Karl Hyde — Edgeland | The Quietus

Karl Hyde

Edgeland

"Absolutely", Karl Hyde remarked during a 2000 interview, when asked if he was worried that his newfound sobriety would eliminate part of what made Underworld’s evocative style so unique. "It wasn’t so much that everything I did previously was written that way – it was more a key to being uninhibited: going to places and hanging out longer than I should have. Stories would stick to you: you just had to walk through them…" Hyde has always found the beauty in decay; by making company among the drunks and the downtrodden, he assured himself a constant supply of broken phrases, many of which were written in a tiny notebook to later become scattered among Underworld’s lyrics. The old Underworld website was filled with photos of broken-down cars and sofas, and there was once talk of an abandoned-sofa-a-day calendar. Each one has a story to tell.

 

As it turns out, sobriety did not quite ruin Hyde’s sensibilities; his lyrics became more positive, and perhaps a little more lucid, but no less confusing. In addition to his "day job" as half of Underworld, he has taken up painting, and even created a documentary about the borderlands of Essex. All this after spending most of 2012 directing the opening ceremony of the Summer Olympics with Rick Smith (Underworld’s other half) and High Contrast. Now we have Hyde’s first solo album, Edgeland, a collaboration with Leo Abrahams.

 

The album’s nine tracks function like a travelogue through the outskirts of the city; from dive bars where drunks "do spacewalks" at 2 AM, to cafes where "boys in white jeans walk fast between raindrops, trying not to get their sharp threads wet". Granted, it is a travelogue as seen through the eyes of someone who is constantly lost in thought; disjointedness pervades through the album both lyrically and musically. The songs often sway back and forth; they are too structured and busy to be called ambient, but the music is often freeform, drifting in and out of its own meter. Beats sometimes exist, but they remain in the backdrop while other rhythmic elements subtly build up and fill in the blanks. Even if you’re unable to concentrate on the lyrics (which undeniably are the focus here), the sound design has that same stream-of-consciousness quality.

 

This was not unheard of for Underworld – the music here is reminiscent of the stuff that lives on the deep end of their albums, such as ‘Tongue’, ‘Skym’, ‘Good Morning Cockrel’, and ‘Louisiana’. The bluesy, early-morning atmosphere on "Slummin’ It For the Weekend’ should be familiar to those who those who have followed Underworld closely. However, the sounds here are more organic than you’d find on any of their albums, with only a few purely electronic elements. This is music that would fit a morning walk as much as it would on the late night bus ride home. The imagery is often quite clear; on ‘The Boy With the Jigsaw Puzzle Fingers’, Hyde sings "Someone built a shrine where they fell off the cliff/someone brings fresh flowers as a symbol/where the land drops away". And later: "It’s not the end of the world, but if it was you’d see it from up here/have you ever been to the end of the world?"

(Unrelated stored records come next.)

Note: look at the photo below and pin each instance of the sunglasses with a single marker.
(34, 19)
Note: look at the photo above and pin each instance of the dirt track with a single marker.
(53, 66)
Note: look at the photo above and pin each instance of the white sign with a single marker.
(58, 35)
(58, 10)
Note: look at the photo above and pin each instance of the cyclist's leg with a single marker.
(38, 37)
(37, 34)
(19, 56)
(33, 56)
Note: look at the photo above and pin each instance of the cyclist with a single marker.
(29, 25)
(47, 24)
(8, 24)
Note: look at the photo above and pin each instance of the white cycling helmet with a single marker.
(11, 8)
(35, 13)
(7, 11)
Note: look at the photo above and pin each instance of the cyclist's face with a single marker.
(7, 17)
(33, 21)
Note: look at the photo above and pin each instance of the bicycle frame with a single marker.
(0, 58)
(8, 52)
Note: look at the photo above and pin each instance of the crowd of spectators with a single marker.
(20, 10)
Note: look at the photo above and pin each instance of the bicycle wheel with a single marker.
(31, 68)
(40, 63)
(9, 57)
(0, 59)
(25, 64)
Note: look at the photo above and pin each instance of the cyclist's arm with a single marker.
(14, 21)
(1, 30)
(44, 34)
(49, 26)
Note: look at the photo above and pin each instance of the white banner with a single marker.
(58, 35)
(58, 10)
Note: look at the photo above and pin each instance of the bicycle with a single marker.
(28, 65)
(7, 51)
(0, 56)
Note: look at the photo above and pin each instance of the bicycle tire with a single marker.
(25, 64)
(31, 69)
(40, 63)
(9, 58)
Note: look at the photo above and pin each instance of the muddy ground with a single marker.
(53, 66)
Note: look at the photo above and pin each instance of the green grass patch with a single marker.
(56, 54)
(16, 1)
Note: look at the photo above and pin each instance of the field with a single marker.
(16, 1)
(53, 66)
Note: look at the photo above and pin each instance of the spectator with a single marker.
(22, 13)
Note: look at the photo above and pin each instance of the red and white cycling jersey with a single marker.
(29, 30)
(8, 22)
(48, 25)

It is quite remarkable that through Hyde’s rather expansive career – first as the singer/big hair-haver in Freur, second as frontman of the men who regrettably brought you ‘Underneath the Radar’, thirdly as the crooner/shouter we all know today – he never really made a signature sound for himself. We know he plays guitar, but his most memorable guitar moment is picking it up and dancing around on the Everything, Everything DVD – and not playing it. It seems a little ridiculous on its surface for a man whose first single dropped in 1983 to write a song called ‘Should Have Been a Painter’; but given everything he’s had a hand in, we know is that Hyde is more artist than musician. He’s still a blank slate, looking for inspiration and meaning on the edges of town, the places that other well-adjusted folk are likely to just write off.
 
Thus, it’s fitting that Hyde’s first solo LP is hard to pin down. Opener ‘The Night Slips Us Smiling Underneath It’s Dress’ (who says the man’s obtuse?) focuses on clustered piano notes and plays like a harder edged version of something that Brian Eno would do.

There are some pieces that are more songlike (‘Angel Cafe’, ‘The Boy With the Jigsaw Puzzle Fingers’), some that are pure atmosphere (‘Cut Clouds’, ‘Sleepless’), and some that build up and go on a journey (‘Shadow Boy’). Even the more rhythmic tracks will have elements that play against it; the bubbling beat on ‘Angel Cafe’ is a direct contrast to the simple folk tune at its core, while caffeinated clicks and pops pervade nearly every corner. Tracks like the invigorating ‘Should Have Been A Painter’, ‘Slummin’ It For The Weekend’, or the surreal ‘Jigsaw’ are Hyde at his best; full of carefully placed sound, great engineering, and with enough hookiness to make them worth hearing over and over again. The deluxe version includes more – ‘Dancing On The Graves Of Le Corbusier’s Dreams’ is a full on euphoric dance tune that recalls "Scribble", while "Final Ray of the Sun" is a resonating, surreal take on the blues.  Both are among the best on this release.  While having to seek out bonus tracks is generally obnoxious (especially as the album just came out), Edgeland paints one of those sonic worlds that’s so lush that you won’t mind spending more time there.